Charter Communications’ bank debt slipped in trading with bankers citing weaker first quarter numbers and market technicals. The cable company’s $3 billion “B” loan was seen changing hands in the 98 3/4- 99 3/8 context. while the $2 billion “A” loan rested at the 97 3/4- 98 3/8 range. Prior to the drop, Charter’s “B” loan was trading at the 99-99 1/2 level while the “A” loan was trading at 98 1/4- 98 3/4.
“[Charter’s] numbers were a little bit worse than expected [with] a registered loss of one dollar per share, a net loss of about $245 million,” one trader said. But another trader disagreed this was the cause of the slip.

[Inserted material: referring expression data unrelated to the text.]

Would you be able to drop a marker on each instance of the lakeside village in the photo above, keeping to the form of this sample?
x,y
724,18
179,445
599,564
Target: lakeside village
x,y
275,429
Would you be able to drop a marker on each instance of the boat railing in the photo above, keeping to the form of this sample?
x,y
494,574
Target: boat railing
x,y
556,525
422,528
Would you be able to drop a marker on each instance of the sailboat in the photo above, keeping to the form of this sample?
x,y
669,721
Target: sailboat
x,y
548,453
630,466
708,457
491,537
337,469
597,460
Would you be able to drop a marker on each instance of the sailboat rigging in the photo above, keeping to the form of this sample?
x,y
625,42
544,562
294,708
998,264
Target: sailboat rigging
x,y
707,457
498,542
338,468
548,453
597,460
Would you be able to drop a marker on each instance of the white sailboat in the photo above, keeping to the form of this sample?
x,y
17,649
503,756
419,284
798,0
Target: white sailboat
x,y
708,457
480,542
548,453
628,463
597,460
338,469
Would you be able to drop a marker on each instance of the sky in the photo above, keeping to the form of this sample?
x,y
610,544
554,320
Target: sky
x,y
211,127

The company’s earnings release effect on its debt trading levels was marginal, he noted. “The general market seems to be softer, it is not only Charter.”
Traders attributed the general choppiness to fears over rising interest rates and a weakening high-yield market. The credit has sufficient crossover with high-yield, so any weakening there impacts Charter, a dealer added. The sheer size of the facility is also an issue, he said, noting that the CCC rating prevents more buyers, he said.

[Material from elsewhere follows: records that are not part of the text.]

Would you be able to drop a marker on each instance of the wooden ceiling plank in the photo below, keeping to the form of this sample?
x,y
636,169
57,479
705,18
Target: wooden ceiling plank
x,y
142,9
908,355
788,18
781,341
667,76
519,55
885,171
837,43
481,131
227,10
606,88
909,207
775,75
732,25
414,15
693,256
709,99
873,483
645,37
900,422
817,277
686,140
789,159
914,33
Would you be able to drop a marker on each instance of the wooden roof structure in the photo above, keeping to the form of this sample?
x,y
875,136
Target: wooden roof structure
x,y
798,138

J.P. Morgan, Bank of America, Citigroup and Credit Suisse First Boston lead the loan, which closed last April. According to Derek Chang, Charter’s executive v.p. of finance and strategy, the transaction enabled Charter to extend debt maturities and obtain financial and operational flexibility. “We couldn’t have done this deal six months ago,” Chang explained, noting that the debt markets were very receptive. Charter officials did not return calls regarding the trading levels.